Это мое стихотворение 1965 года.
Отправляясь к Игорю на рыбалку, я обычно доезжал до Минска или до Орши, а потом на такси — времена были вольные, не рыночные! — добирался до Могилева, иногда он встречал меня на оршанском перроне. Потом вспоминал:
День-другой мы чиним снасти, добываем леску, крючки, копаем червей, налаживаем поплавки и грузила, читаем друг другу стихи, шляемся по городу.
Его мать — седая тихая женщина Ксения Александровна — кормила нас скромными обедами, отец, Иван Иванович, внедрял в наши легкомысленные головы политические новости, почерпнутые из газет, а я с недоумением, а порой и возмущением постоянно осаживал неожиданные приступы несправедливого гнева, которые вдруг охватывали Игоря во время разговоров с отцом и матерью.
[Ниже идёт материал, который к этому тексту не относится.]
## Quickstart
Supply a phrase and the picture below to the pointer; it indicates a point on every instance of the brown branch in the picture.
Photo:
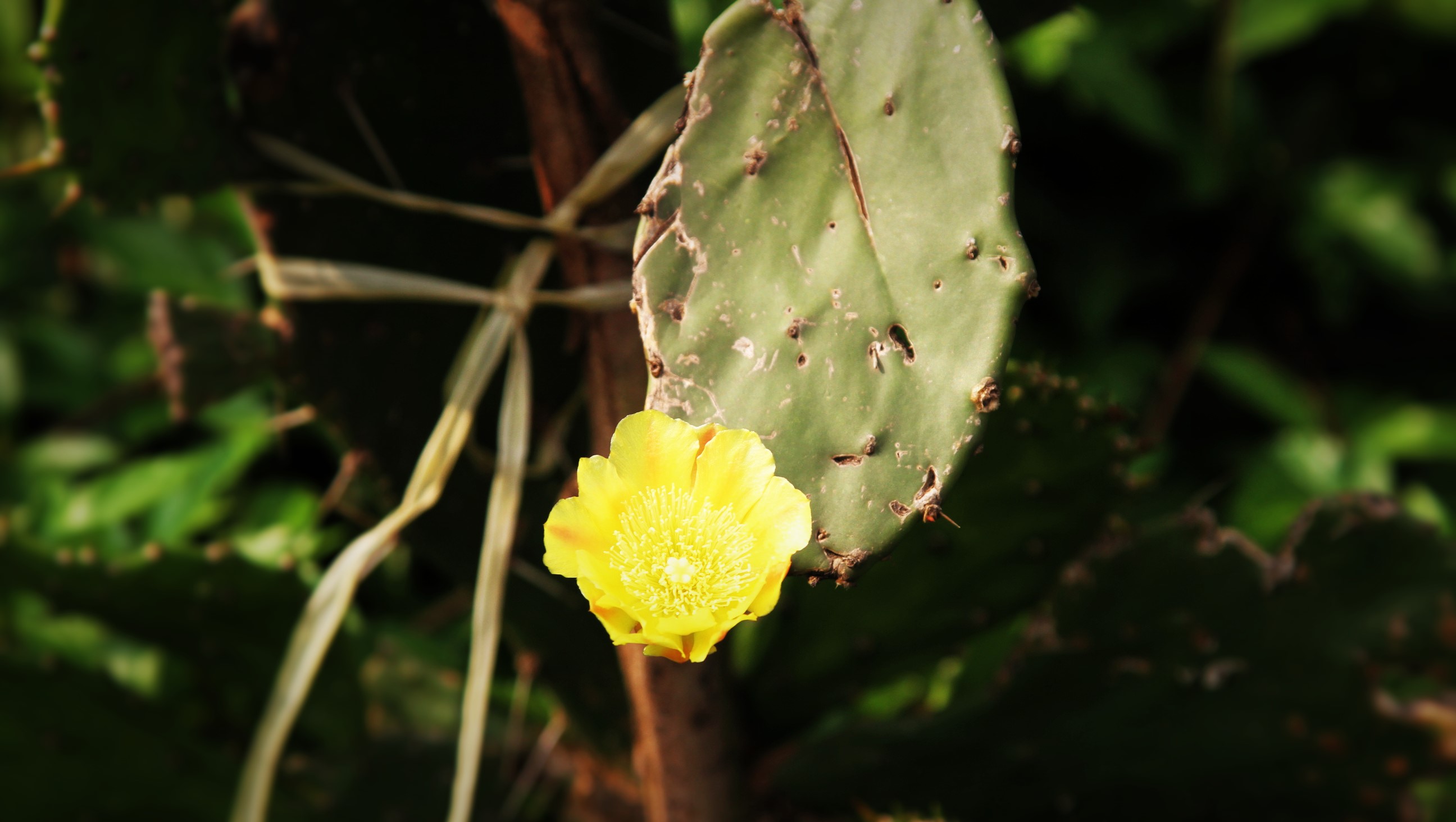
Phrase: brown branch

Дело доходило до того, что я порой не выдерживал:
— Игорь! Или едем сейчас же на рыбалку, или я возвращаюсь в Москву, слышать, как ты кричишь на мать и отца, я больше не могу!
Он хмурился, засовывал в рот сигарету, плотно закрывал дверь комнаты, в которой мы жили, но молчал, ничего не объяснял мне, не оправдывался…
Его отец и мать были сельскими учителями из поселка Белыничи, после войны переехавшие в Могилев. Они трепетали перед ним, как родители Базарова перед своим сыном. Обстановка в маленькой двухкомнатной квартире была аскетическая, почти убогая, деревянные полы скрипели, самодельные стулья разваливались, и я чувствовал, как мой молодой друг стыдится этой естественной бедности.
Постепенно я узнал о причинах его гневных вспышек в разговорах с матерью и отцом. Сначала из стихов.
"Год 52-й играет на трубе. Поет над головой в сиротской синеве", "Я о детдомовце забыл", "Остриженные все под ноль", "Плачут сиротские горны", "Там вечерами хор детдомовцев поет", "Стоит монастырь за Днепром. Веселый советский детдом", "Словно я убежал из приюта"…
Случилось так, что, когда родился его младший брат и заболел отец, Ксения Александровна вынуждена была на какое-то время отдать Игоря в послевоенный интернат. Ребенок стал как бы сиротой при живых, родителях. Что он там, тщедушный, болезненный подросток, пережил — одному Богу известно, но когда я все это уяснил, мне стал понятен жалостливый, неизбывно виноватый взгляд матери на взрослого, почти тридцатилетнего мужчину, ее покорное молчание в ответ на приступы порой почти беспричинной ярости и даже оскорблений, слетавших с его уст… Она выслушивала их, не возражая, трясла головой, брела на кухню, дрожащими руками двигала кастрюли, звенела посудой, потом робко высовывала голову, предлагая нам чего-нибудь поесть или попить чаю. Иногда он сменял гнев на милость, говорил ей что-то ласковое, и отблески грустного счастья начинали светиться в ее влажных виноватых глазах.